On the representability of totally unimodular matrices on bidirected graphs

We present a polynomial time algorithm to construct a bidirected graph for any totally unimodular matrix B by finding node-edge incidence matrices Q and S such that Q B = S . Seymour’s famous decomposition theorem for regular matroids states that any totally unimodular (TU) matrix can be constructed through a series of composition operations called k -sums starting from network matrices and their transposes and two compact representation matrices B 1 , B 2 of a certain ten element matroid. Given that B 1 , B 2 are binet matrices we examine the k -sums of network and binet matrices.

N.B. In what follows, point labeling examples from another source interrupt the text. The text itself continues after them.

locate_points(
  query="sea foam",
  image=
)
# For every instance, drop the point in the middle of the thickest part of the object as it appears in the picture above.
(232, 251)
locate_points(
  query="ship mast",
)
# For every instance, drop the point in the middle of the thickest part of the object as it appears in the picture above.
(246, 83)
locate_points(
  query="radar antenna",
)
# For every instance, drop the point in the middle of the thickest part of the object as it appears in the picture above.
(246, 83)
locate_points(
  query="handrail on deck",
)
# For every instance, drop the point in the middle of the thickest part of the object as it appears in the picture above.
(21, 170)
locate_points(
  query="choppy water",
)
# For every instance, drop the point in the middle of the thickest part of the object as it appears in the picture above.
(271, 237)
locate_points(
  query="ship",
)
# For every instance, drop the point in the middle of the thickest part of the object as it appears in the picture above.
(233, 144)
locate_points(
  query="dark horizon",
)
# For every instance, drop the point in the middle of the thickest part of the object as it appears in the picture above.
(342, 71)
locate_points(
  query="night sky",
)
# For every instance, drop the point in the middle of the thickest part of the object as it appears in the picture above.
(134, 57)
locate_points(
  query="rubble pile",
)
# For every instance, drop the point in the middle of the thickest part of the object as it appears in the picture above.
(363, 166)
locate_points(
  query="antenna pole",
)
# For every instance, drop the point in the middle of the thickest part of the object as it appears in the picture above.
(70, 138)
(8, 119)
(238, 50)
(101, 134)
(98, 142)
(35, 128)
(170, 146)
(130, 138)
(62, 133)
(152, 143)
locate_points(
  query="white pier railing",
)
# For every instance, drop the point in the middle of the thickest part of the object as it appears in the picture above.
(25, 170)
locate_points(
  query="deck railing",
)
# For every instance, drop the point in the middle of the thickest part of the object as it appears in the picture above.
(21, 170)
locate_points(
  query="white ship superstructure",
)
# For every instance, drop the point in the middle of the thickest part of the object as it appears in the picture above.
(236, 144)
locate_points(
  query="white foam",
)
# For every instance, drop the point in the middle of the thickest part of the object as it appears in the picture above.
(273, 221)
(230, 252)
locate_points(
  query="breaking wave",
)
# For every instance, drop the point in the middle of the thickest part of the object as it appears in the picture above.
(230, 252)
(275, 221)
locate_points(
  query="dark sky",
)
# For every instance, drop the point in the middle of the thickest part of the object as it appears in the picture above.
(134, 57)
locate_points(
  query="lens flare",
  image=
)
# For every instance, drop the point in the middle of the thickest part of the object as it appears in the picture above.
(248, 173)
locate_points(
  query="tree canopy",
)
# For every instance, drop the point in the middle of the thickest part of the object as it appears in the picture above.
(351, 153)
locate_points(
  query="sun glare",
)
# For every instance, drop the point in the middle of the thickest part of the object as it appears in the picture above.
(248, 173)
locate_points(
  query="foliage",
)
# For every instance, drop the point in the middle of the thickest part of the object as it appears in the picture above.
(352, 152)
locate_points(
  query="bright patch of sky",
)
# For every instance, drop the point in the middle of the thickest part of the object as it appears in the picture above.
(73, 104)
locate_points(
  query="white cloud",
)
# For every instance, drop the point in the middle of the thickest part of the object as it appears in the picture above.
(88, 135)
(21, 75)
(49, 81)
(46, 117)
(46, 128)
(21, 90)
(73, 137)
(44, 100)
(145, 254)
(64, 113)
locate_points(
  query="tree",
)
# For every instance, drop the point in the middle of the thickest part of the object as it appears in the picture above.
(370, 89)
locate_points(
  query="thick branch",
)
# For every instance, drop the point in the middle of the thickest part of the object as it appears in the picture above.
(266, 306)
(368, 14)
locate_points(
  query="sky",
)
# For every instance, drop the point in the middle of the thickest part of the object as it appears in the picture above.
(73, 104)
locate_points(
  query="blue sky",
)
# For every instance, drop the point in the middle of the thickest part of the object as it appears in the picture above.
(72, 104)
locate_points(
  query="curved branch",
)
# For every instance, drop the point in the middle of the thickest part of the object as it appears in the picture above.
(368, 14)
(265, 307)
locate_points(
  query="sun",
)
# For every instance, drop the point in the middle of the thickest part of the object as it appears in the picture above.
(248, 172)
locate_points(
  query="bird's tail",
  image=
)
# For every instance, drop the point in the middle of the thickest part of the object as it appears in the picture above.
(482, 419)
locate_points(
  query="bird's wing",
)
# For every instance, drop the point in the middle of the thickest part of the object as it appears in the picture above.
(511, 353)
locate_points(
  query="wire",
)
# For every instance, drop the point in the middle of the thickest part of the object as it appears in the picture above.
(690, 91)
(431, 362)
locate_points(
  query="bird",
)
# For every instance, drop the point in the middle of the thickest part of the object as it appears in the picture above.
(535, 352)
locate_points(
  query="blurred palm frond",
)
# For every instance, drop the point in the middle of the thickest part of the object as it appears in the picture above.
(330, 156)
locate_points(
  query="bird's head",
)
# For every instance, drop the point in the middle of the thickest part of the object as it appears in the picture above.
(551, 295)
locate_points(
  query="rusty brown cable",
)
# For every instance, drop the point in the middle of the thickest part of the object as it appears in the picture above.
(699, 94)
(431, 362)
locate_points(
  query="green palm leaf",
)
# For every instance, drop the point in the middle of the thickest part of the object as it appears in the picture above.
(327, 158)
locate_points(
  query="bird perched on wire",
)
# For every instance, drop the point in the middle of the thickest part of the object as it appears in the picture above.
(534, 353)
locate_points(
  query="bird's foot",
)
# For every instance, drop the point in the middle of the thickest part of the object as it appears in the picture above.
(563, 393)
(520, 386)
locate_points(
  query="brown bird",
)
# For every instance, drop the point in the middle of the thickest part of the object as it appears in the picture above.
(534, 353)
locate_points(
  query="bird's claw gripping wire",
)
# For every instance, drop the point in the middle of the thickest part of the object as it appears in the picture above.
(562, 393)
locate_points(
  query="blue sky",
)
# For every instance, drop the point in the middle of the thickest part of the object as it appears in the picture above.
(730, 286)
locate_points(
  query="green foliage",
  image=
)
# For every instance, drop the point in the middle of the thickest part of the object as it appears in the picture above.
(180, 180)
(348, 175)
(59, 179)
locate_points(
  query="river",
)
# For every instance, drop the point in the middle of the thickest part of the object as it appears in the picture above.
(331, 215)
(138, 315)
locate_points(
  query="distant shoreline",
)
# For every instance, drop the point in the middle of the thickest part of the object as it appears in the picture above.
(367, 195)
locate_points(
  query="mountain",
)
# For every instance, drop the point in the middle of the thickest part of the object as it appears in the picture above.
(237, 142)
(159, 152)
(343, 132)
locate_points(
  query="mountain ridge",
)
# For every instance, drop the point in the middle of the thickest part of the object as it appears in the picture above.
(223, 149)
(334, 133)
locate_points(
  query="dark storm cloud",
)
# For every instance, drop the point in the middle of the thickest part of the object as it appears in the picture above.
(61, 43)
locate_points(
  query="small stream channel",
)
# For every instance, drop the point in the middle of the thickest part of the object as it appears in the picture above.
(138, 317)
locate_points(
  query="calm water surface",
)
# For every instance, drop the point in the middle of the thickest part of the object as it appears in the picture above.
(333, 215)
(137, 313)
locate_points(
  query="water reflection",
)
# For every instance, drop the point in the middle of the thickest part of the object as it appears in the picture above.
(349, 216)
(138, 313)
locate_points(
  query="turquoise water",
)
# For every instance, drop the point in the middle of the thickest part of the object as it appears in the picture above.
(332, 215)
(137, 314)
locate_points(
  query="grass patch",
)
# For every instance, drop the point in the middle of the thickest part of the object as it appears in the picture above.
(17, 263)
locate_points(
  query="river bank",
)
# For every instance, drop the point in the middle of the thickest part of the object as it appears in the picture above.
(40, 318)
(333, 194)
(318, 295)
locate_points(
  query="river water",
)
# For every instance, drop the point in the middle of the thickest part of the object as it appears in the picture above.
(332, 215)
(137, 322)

It is shown that the k -sum of a network and a binet matrix is a binet matrix, but binet matrices are not closed under this operation for k = 2 , 3 . A new class of matrices is introduced, the so-called tour matrices, which generalise network, binet and totally unimodular matrices. For any such matrix there exists a bidirected graph such that the columns represent a collection of closed tours in the graph. It is shown that tour matrices are closed under k -sums, as well as under pivoting and other elementary operations on their rows and columns. Given the constructive proofs of the above results regarding the k -sum operation and existing recognition algorithms for network and binet matrices, an algorithm is presented which constructs a bidirected graph for any TU matrix.